The first four days of the conference, beginning at the Yukon Transportation Museum and shifting to the Coast High Country Inn, will include a day long workshop and a series of lectures on the following days by people such as Coates, Dr. Tim Cook of the Canadian War Museum, Michael Gates, Max Fraser, Kathy Gates, Dr. Terrance Cole, David Neufeld, Mark Zuehlke and various others from Canada and abroad, including New Zealand.

Coates says there was surprising enthusiasm for this project and this topic once the planning, which began nearly two years ago, got under way.

This is good, because he notes there is a tendency for the knowledge of these types of events to fade away over time and it’s vital that we continue to be aware of how history has shaped us.

“We look at Land Claims and contemporary resource development and a bunch of things like that that seem to have shaped the Yukon. But we have to look back and remember these events, these transformative processes,” Coates says.
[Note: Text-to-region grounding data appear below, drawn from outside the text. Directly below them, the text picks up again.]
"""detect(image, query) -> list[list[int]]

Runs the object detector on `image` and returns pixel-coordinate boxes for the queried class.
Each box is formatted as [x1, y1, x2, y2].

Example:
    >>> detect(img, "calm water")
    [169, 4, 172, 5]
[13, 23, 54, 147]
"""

“We have to understand the long isolation of the Yukon from the country as a whole. We have to understand the phenomenal ability of the Yukon to mobilize for its own purposes and the purposes of the country… in order to make a concerted contribution to Canada as a whole.”

To him it’s another example, to use that controversial phrase, of the Yukon “punching above its weight,” which it has done all through its history.

“Yukon has contributed more politically and more economically than its small population would actually suggest.”

Following events in Whitehorse, a still to be finalized number of delegates and scholars will be boarding a bus to drive to the original capital of the Yukon, Dawson City, the place from which Klondike Joe Boyle and Commissioner George Black both raised enlisted men to go fight in Europe.

But before that trip, some of Boyle’s story will be celebrated in Whitehorse in a Follies-style theatre production called “Dawson to Berlin: A Romanian Love Story,” on the Thursday evening.

In the Klondike, tours of the Bear Creek Compound and Dredge No. 4 will flesh out that story, as will a lecture by Mike Gates at the Museum and an IODE Tea at the Commissioner’s Residence.

It is shaping up to be an exciting, and possibly exhausting, week.